This is a very good question. Many are dismayed to see folks refer to the place where their ancestor came from in 1875 as "Czechoslovakia" for the reason you mention -- it didn't exist until 1918. Others (like me) do not like to see Austria-Hungary, but technically it would be correct to include it. I use a style something like yours, but I leave out the South and North because I haven't got a good idea where the dividing line is, and the region where my ancestors came from is very narrow anyhow. I do make a point of getting the diacritical marks (accents, hooks, etc.). Mostiště, Moravia The point is that someone following your research can find the location. Consider also that mid 19th century spelling might have differed from contemporary spellings, or the record might use the German spelling. I use the contemporary one. Because the genealogy software tends to abbreviate reports if the location gets too long, I usually only enter the village, then Moravia or Bohemia.

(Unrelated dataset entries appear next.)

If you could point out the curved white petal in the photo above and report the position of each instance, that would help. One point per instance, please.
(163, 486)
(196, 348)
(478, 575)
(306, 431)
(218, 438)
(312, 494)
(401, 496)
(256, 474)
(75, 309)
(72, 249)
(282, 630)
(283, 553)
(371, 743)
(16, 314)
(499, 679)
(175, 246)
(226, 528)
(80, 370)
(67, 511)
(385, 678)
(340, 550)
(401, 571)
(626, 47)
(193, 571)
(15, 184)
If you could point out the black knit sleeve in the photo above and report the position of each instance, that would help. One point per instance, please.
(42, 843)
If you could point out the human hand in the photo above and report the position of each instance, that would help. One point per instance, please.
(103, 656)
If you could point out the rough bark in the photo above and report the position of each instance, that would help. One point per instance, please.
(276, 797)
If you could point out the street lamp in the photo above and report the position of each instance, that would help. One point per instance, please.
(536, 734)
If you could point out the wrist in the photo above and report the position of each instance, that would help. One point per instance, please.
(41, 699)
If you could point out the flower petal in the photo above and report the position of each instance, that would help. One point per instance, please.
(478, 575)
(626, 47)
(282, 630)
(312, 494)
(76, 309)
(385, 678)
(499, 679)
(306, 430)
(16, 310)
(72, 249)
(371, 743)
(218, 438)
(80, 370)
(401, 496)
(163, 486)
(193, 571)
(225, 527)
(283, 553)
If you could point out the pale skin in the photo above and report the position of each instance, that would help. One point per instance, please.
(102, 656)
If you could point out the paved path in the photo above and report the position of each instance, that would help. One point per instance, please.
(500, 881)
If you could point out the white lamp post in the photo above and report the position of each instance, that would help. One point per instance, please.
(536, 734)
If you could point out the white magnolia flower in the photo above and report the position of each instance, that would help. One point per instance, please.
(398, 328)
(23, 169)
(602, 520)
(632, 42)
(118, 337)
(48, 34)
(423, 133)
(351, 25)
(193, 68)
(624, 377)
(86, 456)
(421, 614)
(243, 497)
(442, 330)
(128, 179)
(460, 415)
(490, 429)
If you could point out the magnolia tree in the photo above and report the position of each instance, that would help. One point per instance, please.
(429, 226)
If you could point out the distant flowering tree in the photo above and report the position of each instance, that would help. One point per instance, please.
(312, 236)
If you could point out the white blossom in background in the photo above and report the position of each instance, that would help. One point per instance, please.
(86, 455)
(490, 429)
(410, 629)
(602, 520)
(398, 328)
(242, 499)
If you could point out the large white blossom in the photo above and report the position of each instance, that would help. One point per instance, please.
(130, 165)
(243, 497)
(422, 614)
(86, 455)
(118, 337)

However, I have seen cases where the next larger town in the organization is also included, i.e. Mostiště, Žďár nad Sázavou, Moravia. This is helpful if your village is one of the dozens named Nová Ves. Historically this wasn't correct, however, as the next larger village back in the 1800s appeared to be Velké Meziříčí for Mostiště, for example.
Many comments have been made about the "changing boundaries" but my ancestors did not generally come from any village affected by this situation. I did run into a case where a person's grandmother was listed as coming from 4 different places in the US censuses. Sure enough, she was from a village right on the edge, and during each of those 10 years it changed from belonging to one of the Czech states, then Poland, then Germany, and finally Czechoslovakia. I had to read history to find that out. So it's possible that in one century the family village could have been in Moravia, but in another century, Bohemia. I do have one of those, literally on the border between Bohemia and Moravia. It seems that some of the books are in the Zamrsk archives and others in the Brno archives, but it might be because one set is Catholic, the other Evangelical. Or half the village might have been in Bohemia, the other half in Moravia. Fortunately, since this is back in the 1600s, if I find out that I've got the wrong country, I won't have to change many records.
On a similar note, what do American researchers do with female surnames? Do you use "ova" at the end? Or "in" as given in a German spelling record? (Svobodin, for example.) How about Latin spellings? Do you keep "Josephus" because it's that way in the record, or do you change it to "Josef"? How about "Franz", "Frantz", "Franc"? I know I am inconsistent here, having changed some to a Czech spelling, leaving others as in the document.